This is obviously not the current API of benchmark (results is the return of some_fn) -- but can this be done some other way?

snakescott avatar Jul 22 '16 18:07 snakescott

You can probably access various internal stats on the fixture (eg: benchmark.stats.min) but I have to wonder if there's a better way to deal with this.

pytest-benchmark has regression checks: http://pytest-benchmark.readthedocs.io/en/latest/comparing.html (the --benchmark-compare-fail). Perhaps you need per test checks? Lets talk a bit about the particularities of your case.

Is an absolute check with no comparison to prev runs (like in your example) is all you need?

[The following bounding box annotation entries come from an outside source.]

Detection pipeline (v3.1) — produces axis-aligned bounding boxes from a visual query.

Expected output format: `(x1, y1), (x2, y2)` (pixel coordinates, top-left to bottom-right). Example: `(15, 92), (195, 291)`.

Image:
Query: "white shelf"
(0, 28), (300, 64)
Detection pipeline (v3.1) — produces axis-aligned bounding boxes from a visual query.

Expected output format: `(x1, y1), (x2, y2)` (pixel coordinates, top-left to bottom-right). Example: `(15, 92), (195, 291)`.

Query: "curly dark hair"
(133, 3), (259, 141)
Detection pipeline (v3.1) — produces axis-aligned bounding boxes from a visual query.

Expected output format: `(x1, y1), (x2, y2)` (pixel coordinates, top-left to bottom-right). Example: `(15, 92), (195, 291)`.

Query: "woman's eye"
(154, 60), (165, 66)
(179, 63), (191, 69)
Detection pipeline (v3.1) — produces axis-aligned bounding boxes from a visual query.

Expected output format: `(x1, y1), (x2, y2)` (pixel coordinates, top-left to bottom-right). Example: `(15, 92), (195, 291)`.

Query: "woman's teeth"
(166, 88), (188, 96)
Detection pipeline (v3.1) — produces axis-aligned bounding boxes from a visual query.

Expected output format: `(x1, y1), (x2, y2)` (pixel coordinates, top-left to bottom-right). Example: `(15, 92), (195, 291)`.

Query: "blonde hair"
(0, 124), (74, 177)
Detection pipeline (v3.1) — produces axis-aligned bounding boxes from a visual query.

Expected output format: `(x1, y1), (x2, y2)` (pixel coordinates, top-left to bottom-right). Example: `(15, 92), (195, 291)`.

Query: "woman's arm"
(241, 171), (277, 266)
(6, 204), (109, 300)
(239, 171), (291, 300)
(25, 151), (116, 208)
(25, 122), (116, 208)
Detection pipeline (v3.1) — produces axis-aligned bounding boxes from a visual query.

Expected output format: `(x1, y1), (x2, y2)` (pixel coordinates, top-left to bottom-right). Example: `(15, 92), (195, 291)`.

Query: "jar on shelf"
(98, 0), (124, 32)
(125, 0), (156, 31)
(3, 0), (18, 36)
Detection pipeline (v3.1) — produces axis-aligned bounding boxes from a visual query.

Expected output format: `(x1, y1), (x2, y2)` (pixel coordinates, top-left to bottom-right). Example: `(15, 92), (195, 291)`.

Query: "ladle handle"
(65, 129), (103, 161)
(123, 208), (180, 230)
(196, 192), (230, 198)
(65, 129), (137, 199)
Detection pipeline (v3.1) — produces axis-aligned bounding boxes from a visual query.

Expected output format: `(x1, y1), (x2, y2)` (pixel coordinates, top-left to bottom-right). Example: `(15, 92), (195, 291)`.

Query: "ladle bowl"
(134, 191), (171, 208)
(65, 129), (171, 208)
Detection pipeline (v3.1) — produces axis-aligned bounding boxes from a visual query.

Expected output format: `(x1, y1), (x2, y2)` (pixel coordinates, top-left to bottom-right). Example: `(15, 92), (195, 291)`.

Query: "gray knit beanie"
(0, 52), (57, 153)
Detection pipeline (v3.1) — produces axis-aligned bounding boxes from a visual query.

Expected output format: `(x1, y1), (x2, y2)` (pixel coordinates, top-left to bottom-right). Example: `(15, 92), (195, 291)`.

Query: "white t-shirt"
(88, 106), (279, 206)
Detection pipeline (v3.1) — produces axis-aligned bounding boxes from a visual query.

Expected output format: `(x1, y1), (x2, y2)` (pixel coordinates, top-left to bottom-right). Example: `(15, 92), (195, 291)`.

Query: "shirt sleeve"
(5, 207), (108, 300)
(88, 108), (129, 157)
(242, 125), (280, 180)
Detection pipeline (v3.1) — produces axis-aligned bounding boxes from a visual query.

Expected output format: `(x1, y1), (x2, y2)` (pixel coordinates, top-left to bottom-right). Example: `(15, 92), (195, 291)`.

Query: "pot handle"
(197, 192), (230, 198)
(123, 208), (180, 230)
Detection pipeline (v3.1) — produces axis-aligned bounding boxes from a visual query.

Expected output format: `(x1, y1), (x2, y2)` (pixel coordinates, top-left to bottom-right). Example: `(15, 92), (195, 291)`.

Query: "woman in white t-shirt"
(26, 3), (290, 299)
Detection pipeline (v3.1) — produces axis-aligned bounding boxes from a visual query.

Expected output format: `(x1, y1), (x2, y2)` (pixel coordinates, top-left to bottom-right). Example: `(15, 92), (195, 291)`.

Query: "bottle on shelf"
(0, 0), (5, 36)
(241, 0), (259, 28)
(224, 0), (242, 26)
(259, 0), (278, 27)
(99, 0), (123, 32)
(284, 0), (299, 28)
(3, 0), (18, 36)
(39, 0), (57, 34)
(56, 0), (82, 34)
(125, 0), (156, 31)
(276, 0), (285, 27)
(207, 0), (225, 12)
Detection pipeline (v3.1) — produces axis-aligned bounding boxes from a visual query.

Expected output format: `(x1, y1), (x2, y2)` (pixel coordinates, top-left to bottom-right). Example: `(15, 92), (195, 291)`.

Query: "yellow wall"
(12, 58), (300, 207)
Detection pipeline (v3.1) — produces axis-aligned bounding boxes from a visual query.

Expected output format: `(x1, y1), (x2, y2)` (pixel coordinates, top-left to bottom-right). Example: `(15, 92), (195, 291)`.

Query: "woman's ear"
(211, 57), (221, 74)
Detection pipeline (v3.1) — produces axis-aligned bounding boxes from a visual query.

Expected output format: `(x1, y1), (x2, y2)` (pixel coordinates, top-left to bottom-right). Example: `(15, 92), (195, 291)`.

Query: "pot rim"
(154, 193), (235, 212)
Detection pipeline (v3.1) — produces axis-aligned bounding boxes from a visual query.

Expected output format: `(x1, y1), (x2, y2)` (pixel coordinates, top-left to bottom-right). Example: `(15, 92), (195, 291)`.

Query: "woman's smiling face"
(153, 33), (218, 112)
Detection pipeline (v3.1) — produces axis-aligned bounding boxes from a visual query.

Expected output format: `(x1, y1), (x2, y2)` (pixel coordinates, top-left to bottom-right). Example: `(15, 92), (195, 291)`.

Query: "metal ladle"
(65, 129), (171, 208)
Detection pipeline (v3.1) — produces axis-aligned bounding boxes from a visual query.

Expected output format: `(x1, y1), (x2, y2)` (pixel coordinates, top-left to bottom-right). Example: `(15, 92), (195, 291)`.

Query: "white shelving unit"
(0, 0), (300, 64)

ionelmc avatar Jul 25 '16 07:07 ionelmc

Thanks for the pointer, sorry I missed this in the docs 😦

I think this should work! The one question/concern I have is whether it is possible to apply different strictness to different benchmarks? Being able to introspect current (and, I guess, previous saved benchmarks!) seems like it would support this for advanced/edge cases. Unless there already is a way to do it!

Thanks again!

snakescott avatar Jul 28 '16 19:07 snakescott

Currently not possible. I could add some marker api (high preference for declarative over imperative, which you can already do anyway):

@pytest.mark.benchmark(stats_median_lt=123)
# ooor 
# @pytest.mark.benchmark(stats='median<123')
def test_perf(benchmark):
    results = benchmark(some_fn)

Still not set on the exact API for specifying the constraints. If you got suggestions they are welcome.

ionelmc avatar Aug 01 '16 04:08 ionelmc

+1 - I'd love to see this. Also a way to give a specific file/path or string based "previous run" to regress against.